Lighting Showers In midnight with Thunder Strom
Heat lightning is the name used for the faint flashes of lightning on the horizon or other clouds from distant thunderstorms that do not have accompanying sounds of thunder. This happens because the lightning occurs very far away and the sound dissipates before it reaches the observer. The term is a little misleading because it has nothing to do with the heat of the lightning itself. At night, it is possible to see the flashes of lightning from very far distances, up to 100 miles, but the sound doesn't carry that far. Lightning results from the discharge of negative ions created from the friction of ice and water particles bumping into each other at the bottom of a cloud. Heat lightning can be an early warning sign that thunderstorms are approaching. In Florida, heat lightning is often seen out over the water at night, the remnants of storms that formed during the day along a sea breeze front coming in from the opposite coast.
Heat lightning is not to be confused with electrically-induced luminosity actually generated at mesospheric altitudes above thunderstorm systems (and likewise visible at exceedingly great ranges), a phenomenon known as "sprites".
The movement of sound in the atmosphere depends on the properties of the air, such as temperature and density. Because temperature and density change with height, the sound of thunder is refracted through the troposphere. This refraction results in spaces through which the thunder does not propagate. The sound of thunder often reflects off the Earth's surface. The rumbling sound is partly due to these reflections. This reflection and refraction leaves voids where thunder cannot be heard.
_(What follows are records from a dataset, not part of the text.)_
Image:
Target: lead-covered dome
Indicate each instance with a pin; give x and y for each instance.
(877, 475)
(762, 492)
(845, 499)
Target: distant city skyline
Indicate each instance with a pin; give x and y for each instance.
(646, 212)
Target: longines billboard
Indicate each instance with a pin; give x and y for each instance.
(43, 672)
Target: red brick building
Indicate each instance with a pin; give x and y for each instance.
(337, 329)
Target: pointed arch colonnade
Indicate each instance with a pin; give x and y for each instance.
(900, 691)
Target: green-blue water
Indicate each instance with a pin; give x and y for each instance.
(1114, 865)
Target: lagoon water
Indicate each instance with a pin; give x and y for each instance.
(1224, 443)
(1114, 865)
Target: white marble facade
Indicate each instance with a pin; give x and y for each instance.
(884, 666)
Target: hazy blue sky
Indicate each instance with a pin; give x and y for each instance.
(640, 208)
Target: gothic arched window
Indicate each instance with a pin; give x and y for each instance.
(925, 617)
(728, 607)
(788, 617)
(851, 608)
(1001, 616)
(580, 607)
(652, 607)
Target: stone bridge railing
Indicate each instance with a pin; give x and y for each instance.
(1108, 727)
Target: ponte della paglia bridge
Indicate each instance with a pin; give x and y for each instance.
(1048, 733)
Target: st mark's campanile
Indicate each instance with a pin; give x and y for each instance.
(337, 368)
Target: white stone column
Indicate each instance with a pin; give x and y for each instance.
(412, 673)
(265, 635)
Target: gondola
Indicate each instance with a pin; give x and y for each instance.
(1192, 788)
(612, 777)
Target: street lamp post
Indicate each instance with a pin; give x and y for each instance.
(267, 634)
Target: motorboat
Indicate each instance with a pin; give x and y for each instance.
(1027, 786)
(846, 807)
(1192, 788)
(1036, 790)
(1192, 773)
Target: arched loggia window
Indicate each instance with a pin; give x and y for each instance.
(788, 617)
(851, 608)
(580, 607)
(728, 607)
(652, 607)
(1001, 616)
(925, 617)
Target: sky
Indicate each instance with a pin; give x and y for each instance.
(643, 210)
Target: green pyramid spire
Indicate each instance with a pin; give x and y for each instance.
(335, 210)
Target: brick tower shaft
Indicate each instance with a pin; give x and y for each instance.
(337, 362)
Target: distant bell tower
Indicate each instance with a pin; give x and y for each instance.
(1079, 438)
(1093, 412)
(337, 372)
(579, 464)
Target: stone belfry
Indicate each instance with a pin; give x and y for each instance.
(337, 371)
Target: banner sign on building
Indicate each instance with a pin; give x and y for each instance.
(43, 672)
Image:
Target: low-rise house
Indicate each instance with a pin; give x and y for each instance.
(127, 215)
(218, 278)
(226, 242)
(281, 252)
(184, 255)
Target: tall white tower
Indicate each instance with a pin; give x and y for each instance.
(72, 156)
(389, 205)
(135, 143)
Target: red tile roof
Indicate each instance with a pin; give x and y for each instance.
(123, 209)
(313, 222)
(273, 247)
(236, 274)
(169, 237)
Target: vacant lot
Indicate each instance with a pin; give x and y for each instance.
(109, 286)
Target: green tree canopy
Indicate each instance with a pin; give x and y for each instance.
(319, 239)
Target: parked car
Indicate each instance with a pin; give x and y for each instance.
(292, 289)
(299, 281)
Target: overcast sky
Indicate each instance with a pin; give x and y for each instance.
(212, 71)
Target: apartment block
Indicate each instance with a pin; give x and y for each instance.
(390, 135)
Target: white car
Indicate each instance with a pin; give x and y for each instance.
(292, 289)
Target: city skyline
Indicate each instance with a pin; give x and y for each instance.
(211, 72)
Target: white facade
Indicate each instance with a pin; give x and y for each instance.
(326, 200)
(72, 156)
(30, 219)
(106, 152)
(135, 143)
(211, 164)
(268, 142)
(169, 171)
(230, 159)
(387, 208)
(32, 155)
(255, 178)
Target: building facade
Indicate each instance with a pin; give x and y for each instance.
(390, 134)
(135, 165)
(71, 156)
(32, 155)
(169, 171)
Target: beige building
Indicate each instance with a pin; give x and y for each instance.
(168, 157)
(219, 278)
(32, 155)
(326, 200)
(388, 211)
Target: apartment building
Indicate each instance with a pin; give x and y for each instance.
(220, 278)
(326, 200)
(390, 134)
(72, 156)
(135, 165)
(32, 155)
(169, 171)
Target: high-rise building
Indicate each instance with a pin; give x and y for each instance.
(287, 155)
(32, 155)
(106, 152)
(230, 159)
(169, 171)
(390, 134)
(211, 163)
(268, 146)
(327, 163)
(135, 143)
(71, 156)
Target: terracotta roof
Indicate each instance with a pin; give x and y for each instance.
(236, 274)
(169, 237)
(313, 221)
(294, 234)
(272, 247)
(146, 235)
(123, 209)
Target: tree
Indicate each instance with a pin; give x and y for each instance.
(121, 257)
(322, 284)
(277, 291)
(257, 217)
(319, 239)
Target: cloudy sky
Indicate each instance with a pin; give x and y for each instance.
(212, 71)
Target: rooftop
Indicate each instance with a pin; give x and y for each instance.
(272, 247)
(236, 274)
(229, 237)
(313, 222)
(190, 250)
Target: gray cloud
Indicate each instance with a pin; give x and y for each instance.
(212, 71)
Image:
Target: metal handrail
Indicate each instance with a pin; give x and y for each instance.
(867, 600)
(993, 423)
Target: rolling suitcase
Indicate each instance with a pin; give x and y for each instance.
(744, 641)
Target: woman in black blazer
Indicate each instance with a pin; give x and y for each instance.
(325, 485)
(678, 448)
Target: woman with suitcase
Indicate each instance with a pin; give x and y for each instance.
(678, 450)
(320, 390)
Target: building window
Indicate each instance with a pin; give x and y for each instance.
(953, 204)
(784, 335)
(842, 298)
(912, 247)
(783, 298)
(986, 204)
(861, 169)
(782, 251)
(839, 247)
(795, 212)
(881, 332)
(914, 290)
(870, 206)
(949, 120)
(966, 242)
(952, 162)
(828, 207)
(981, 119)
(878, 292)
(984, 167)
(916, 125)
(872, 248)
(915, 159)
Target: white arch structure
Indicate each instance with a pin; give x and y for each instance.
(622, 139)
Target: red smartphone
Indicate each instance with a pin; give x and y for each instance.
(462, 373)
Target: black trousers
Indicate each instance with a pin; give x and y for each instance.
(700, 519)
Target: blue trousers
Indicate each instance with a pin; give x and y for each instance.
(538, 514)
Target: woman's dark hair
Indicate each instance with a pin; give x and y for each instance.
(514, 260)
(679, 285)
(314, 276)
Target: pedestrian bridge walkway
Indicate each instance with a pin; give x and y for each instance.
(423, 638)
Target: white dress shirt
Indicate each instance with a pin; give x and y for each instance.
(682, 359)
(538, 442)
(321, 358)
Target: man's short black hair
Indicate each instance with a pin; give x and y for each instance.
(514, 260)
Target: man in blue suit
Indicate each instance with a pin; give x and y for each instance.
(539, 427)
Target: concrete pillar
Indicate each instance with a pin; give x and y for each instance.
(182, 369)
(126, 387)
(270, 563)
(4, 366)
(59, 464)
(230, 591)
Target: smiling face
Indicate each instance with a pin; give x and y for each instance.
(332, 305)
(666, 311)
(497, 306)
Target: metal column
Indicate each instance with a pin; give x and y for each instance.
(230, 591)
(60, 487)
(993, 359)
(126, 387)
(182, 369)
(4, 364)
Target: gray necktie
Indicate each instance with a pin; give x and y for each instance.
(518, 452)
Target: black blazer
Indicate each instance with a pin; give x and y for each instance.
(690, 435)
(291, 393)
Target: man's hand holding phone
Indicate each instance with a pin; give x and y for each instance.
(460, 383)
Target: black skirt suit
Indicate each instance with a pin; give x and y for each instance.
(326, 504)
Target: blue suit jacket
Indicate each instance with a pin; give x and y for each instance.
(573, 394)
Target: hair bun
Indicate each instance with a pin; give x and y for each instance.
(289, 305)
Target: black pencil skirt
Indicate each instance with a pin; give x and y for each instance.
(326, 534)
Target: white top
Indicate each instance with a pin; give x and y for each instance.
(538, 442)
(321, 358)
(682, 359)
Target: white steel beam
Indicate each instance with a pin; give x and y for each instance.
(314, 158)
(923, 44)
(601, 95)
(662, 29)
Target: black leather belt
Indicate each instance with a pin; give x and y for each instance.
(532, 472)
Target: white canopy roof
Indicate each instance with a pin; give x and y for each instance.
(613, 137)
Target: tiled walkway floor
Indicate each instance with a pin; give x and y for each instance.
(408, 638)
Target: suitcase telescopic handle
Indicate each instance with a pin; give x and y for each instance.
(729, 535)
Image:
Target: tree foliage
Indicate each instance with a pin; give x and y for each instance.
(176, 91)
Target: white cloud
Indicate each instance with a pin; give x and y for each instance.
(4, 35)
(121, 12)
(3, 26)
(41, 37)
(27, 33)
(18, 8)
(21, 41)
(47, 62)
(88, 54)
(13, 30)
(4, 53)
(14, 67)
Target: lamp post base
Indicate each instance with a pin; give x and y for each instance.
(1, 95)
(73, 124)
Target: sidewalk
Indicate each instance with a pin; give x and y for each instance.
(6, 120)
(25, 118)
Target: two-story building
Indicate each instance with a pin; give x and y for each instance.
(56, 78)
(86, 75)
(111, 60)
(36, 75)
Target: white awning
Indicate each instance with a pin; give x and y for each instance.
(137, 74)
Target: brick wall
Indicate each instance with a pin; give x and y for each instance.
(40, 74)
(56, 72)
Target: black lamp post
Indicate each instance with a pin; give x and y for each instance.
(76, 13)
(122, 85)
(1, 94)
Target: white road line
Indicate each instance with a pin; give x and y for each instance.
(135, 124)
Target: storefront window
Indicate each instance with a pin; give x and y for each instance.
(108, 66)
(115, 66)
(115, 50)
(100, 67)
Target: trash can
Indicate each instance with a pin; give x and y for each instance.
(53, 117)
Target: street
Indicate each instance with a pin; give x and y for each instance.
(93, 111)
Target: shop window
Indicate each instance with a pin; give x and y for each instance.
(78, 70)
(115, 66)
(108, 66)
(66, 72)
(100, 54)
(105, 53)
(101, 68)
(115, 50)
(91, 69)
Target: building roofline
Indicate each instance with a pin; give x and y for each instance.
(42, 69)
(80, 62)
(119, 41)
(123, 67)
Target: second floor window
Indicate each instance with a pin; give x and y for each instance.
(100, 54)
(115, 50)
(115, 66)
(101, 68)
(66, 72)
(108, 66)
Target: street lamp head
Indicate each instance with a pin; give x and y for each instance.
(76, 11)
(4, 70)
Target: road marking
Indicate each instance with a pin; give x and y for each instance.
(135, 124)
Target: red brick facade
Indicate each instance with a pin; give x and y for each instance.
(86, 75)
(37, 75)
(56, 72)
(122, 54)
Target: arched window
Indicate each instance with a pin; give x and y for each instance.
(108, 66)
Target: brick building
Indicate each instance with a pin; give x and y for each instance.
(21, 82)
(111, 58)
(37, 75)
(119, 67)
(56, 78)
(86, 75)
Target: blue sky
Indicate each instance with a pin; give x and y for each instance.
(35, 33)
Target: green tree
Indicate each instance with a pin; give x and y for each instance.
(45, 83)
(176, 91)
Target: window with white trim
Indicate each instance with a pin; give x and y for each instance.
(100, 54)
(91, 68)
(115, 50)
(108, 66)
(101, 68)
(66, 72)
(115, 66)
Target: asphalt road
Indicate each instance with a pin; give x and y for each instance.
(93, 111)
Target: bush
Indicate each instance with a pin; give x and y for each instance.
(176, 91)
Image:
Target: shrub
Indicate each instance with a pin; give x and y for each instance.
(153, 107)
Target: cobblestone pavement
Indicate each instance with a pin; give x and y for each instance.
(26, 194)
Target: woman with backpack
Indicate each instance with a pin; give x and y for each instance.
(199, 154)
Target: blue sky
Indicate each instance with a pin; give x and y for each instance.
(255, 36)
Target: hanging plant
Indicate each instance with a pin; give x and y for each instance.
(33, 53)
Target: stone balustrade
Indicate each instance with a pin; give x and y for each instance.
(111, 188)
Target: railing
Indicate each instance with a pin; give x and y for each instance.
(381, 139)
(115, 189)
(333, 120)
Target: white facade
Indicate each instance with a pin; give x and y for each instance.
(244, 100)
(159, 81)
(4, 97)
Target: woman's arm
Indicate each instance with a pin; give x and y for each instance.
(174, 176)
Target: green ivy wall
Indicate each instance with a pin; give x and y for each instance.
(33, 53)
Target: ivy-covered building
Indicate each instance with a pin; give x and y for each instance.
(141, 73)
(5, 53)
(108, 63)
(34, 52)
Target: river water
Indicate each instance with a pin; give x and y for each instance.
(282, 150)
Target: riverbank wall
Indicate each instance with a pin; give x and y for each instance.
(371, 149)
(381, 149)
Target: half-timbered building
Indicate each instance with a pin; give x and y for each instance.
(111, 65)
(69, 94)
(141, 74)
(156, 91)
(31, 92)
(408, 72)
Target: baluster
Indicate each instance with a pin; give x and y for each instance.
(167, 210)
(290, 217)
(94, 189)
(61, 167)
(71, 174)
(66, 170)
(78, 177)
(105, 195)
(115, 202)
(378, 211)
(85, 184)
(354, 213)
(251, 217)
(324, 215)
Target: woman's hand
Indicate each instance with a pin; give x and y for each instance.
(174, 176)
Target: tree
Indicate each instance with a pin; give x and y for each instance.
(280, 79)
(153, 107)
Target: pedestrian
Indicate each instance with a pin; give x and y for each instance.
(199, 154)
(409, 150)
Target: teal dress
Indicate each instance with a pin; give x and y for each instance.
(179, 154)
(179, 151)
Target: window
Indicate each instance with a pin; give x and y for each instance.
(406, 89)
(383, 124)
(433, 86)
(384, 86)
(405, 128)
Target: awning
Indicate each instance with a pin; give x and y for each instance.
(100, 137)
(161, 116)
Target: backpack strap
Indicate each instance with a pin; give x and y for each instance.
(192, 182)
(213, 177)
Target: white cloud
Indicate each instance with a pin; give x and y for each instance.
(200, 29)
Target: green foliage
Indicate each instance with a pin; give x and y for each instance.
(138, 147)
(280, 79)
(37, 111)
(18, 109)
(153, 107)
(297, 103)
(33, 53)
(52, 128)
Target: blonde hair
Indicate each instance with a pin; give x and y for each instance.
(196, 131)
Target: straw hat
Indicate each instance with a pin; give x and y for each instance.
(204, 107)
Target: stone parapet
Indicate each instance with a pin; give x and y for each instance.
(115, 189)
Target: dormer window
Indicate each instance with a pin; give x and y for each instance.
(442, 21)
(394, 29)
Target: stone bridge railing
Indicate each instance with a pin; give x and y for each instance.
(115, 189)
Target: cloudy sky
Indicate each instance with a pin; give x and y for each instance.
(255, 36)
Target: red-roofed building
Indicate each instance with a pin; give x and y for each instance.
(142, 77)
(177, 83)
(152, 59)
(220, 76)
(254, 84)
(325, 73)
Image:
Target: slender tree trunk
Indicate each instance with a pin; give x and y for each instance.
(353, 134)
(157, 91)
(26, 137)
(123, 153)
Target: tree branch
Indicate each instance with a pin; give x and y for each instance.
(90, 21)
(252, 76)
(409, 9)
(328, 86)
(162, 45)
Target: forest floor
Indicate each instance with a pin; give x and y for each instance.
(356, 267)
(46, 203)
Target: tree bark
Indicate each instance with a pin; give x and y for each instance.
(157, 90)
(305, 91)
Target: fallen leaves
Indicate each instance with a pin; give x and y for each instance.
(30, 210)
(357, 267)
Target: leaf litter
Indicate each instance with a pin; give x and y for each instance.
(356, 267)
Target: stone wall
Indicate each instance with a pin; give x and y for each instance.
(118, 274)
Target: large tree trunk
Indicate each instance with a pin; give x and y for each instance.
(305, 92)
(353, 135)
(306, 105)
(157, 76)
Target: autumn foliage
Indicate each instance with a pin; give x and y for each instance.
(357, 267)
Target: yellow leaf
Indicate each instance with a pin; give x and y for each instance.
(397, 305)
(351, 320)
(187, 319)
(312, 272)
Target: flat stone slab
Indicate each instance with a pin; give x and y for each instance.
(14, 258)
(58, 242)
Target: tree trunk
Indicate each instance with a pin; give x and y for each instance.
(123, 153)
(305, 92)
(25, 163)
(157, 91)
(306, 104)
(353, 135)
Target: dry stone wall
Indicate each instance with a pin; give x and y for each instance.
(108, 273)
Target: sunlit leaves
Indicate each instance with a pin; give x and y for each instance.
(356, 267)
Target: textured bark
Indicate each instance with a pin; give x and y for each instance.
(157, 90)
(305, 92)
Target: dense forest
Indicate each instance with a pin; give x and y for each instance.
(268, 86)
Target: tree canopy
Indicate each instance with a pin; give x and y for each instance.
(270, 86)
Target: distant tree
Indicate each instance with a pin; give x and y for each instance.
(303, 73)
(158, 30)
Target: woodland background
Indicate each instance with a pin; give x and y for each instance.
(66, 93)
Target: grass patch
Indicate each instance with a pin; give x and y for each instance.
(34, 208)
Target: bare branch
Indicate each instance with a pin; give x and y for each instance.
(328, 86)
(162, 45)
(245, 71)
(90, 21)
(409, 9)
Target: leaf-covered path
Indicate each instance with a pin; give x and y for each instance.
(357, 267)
The Earth's curvature also contributes to distant observers not hearing the thunderclap. Thunder is more likely to be bounced off the Earth's surface before it reaches an observer far from the strike, and only the right refraction and reflection of the sound off of the atmosphere will give it range it needs to be heard far away. The reflection and refraction in the troposphere determines who hears the strike and who doesn't. More often than not, the troposphere will reflect the light, and leave out the sound - in these cases some fraction of the light emanating from distant thunderstorms (whose distant clouds may be so low to the horizon as to be essentially invisible) is scattered by the upper atmosphere and thus visible to remote observers.